A late winter spectacle

As I have noted before, the long winter nights can cause problems for small birds and a number of species are known to roost communally to reduce heat loss. Such roosts can provide a spectacle for the winter birdwatcher, as tens, hundreds or even thousands of individuals congregate at favoured sites. Many readers will know of the huge starling roosts that may form at this time of the year but how many are aware of the roosts of pied wagtails or reed buntings that form each night throughout the winter months? Pied wagtails may gather to roost on large buildings, especially on some of the county’s larger supermarkets, and their loud ‘chis-ick’ calls fill the late afternoon air as individuals arrive from scattered feeding sites just before dusk. These congregations provide an ideal opportunity for teams of licensed bird ringers to catch and ring large numbers of birds, helping researchers to understand more about bird movements and survival.

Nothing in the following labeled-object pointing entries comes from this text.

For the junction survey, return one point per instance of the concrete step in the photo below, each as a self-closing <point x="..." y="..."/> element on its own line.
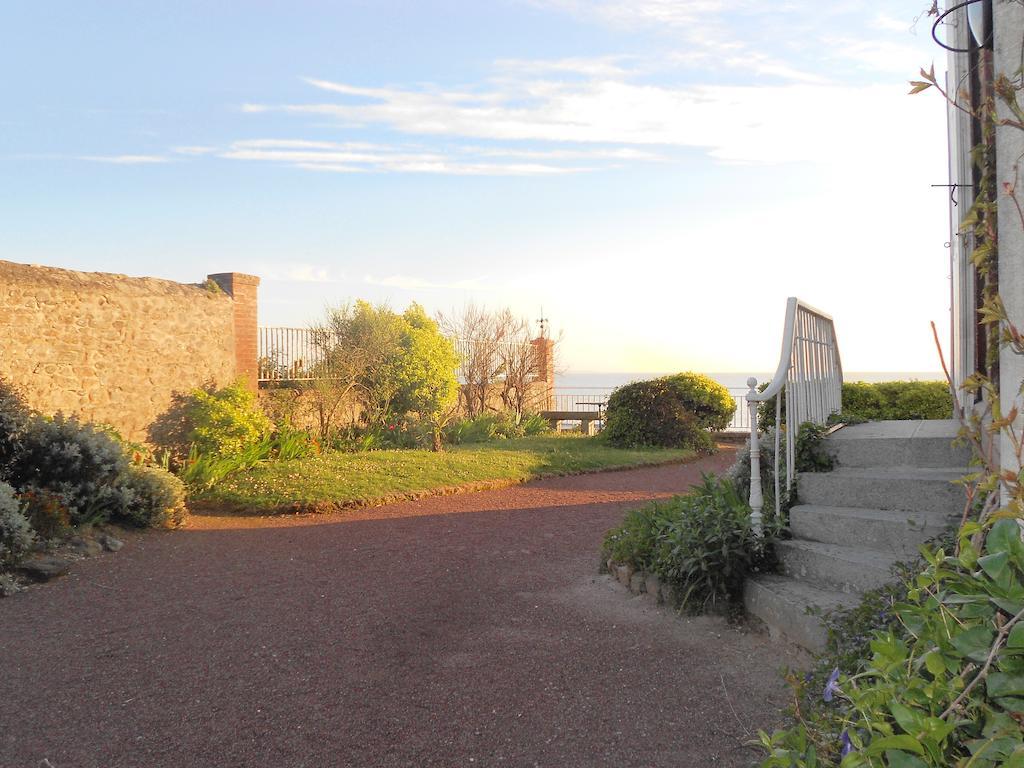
<point x="896" y="531"/>
<point x="930" y="491"/>
<point x="829" y="566"/>
<point x="782" y="604"/>
<point x="898" y="443"/>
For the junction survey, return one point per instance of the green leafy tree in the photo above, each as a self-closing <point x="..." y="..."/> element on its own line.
<point x="393" y="364"/>
<point x="423" y="373"/>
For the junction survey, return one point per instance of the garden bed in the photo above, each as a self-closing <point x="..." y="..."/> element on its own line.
<point x="338" y="480"/>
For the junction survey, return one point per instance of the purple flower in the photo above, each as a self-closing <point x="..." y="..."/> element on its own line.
<point x="847" y="744"/>
<point x="830" y="687"/>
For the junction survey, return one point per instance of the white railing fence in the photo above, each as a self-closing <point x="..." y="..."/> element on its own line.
<point x="810" y="377"/>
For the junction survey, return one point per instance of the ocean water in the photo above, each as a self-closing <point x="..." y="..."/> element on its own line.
<point x="587" y="383"/>
<point x="589" y="391"/>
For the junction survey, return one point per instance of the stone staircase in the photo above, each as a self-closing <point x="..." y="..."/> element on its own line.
<point x="891" y="491"/>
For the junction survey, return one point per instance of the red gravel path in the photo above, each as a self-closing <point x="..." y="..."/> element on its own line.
<point x="456" y="631"/>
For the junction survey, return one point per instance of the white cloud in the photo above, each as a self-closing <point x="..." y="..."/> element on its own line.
<point x="194" y="150"/>
<point x="410" y="283"/>
<point x="766" y="124"/>
<point x="336" y="157"/>
<point x="297" y="272"/>
<point x="126" y="159"/>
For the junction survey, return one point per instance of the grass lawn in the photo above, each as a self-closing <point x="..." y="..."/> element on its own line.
<point x="340" y="479"/>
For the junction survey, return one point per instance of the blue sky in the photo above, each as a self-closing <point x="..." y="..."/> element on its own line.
<point x="657" y="175"/>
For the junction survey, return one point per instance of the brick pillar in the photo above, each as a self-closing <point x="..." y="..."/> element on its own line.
<point x="544" y="348"/>
<point x="243" y="289"/>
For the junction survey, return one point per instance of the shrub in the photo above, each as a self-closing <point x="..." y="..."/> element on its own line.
<point x="942" y="683"/>
<point x="294" y="443"/>
<point x="700" y="543"/>
<point x="46" y="511"/>
<point x="912" y="400"/>
<point x="203" y="470"/>
<point x="898" y="399"/>
<point x="227" y="421"/>
<point x="670" y="412"/>
<point x="157" y="498"/>
<point x="77" y="461"/>
<point x="16" y="536"/>
<point x="14" y="417"/>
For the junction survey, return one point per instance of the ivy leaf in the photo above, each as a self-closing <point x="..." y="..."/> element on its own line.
<point x="1006" y="537"/>
<point x="974" y="643"/>
<point x="1016" y="637"/>
<point x="995" y="564"/>
<point x="934" y="664"/>
<point x="1000" y="684"/>
<point x="898" y="759"/>
<point x="907" y="719"/>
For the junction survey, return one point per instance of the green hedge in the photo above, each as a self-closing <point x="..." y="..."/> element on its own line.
<point x="898" y="399"/>
<point x="903" y="400"/>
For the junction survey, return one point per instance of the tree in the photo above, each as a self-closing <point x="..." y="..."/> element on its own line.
<point x="423" y="373"/>
<point x="391" y="364"/>
<point x="477" y="334"/>
<point x="522" y="363"/>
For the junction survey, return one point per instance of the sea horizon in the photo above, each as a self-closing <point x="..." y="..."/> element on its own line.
<point x="607" y="380"/>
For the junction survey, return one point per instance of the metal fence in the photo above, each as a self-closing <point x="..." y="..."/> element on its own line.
<point x="291" y="353"/>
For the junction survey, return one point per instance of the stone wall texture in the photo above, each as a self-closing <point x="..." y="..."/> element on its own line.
<point x="111" y="348"/>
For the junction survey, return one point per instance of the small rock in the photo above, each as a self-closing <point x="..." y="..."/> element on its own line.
<point x="669" y="596"/>
<point x="110" y="543"/>
<point x="623" y="573"/>
<point x="83" y="546"/>
<point x="44" y="567"/>
<point x="637" y="583"/>
<point x="653" y="588"/>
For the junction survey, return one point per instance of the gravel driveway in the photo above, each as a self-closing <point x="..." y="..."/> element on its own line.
<point x="455" y="631"/>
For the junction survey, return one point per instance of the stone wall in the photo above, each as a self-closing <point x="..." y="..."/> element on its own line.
<point x="117" y="349"/>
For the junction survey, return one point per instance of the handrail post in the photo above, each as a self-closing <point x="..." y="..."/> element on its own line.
<point x="757" y="499"/>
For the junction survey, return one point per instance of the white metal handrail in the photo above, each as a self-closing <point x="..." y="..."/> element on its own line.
<point x="810" y="376"/>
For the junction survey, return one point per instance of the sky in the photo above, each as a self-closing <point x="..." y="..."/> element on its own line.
<point x="656" y="176"/>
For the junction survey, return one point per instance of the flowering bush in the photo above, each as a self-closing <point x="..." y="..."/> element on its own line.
<point x="943" y="684"/>
<point x="46" y="511"/>
<point x="16" y="536"/>
<point x="701" y="543"/>
<point x="226" y="421"/>
<point x="157" y="498"/>
<point x="14" y="416"/>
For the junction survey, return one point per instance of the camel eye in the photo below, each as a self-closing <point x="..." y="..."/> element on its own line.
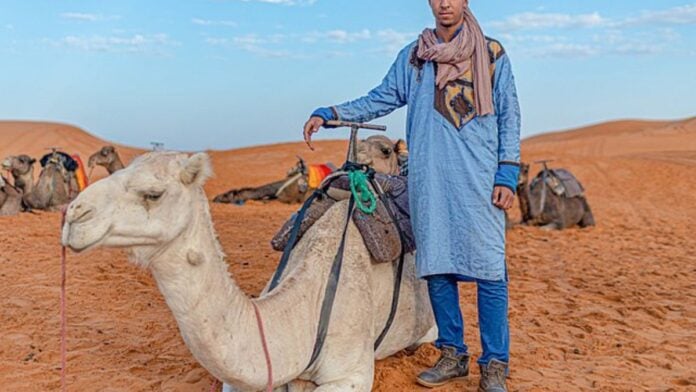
<point x="153" y="196"/>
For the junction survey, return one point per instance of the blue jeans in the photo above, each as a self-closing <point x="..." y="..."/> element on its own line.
<point x="492" y="313"/>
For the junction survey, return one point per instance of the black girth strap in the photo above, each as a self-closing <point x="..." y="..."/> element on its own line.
<point x="291" y="241"/>
<point x="399" y="267"/>
<point x="330" y="291"/>
<point x="335" y="273"/>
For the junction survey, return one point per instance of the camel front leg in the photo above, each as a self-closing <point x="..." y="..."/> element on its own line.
<point x="356" y="384"/>
<point x="361" y="381"/>
<point x="295" y="386"/>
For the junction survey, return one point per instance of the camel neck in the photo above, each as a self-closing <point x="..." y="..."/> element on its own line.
<point x="24" y="181"/>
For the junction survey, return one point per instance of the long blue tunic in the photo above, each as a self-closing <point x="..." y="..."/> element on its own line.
<point x="453" y="158"/>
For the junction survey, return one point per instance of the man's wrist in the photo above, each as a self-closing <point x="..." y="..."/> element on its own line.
<point x="326" y="114"/>
<point x="507" y="175"/>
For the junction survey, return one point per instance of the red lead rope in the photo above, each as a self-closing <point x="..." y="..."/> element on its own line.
<point x="266" y="353"/>
<point x="63" y="314"/>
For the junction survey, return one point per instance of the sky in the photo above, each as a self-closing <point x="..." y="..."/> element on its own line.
<point x="219" y="74"/>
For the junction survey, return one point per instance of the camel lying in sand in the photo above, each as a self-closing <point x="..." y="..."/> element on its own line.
<point x="55" y="188"/>
<point x="106" y="157"/>
<point x="558" y="212"/>
<point x="10" y="198"/>
<point x="293" y="189"/>
<point x="157" y="209"/>
<point x="378" y="152"/>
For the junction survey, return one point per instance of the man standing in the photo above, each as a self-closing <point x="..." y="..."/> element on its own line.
<point x="463" y="133"/>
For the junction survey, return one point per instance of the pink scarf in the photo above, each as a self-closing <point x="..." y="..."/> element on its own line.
<point x="468" y="50"/>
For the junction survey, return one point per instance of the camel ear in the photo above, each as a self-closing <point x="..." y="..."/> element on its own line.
<point x="197" y="170"/>
<point x="401" y="150"/>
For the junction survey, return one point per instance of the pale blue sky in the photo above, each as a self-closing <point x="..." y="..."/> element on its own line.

Last Sunday afternoon, I was part of a team catching and ringing pied wagtails and reed buntings at a small roost in southwest Norfolk. The roost was in a reedbed, an ideal place to spend the night perched above open water and safe from predators, and the site has been used over a number of winters, although not always by the same species. A couple of winters ago, there were large numbers of starlings using the site. This winter there are very few starlings but fairly good numbers of wagtails and buntings. We arrived to set up our nets at two-o’clock and, once erected, all we had to do was wait for the arrival of the birds. Periodic checks of the nets during the intervening time revealed a number of wrens, all of which were local birds that had been caught at the site during previous summer sessions. Wrens often move into reedbeds during winter because this is one of the best places to find the invertebrates on which to feed.


As dusk approached, wagtails and buntings began to arrive. Parties of wagtails gathered together and wheeled about the sky calling, a spectacle that lasted for half an hour or so. The numbers of birds increased and then groups of individuals dropped down into the reeds, with some ending up in our nets. Quickly and efficiently our team removed birds from the nets and processed them, noting down details of wing length, weight and age (not an easy thing to discern in a pied wagtail) before letting them go so they could return to the roost. Other members of the team had, by this stage, packed away the nets and we were left listening to the occasional shuffles of birds moving to favoured positions in the reeds.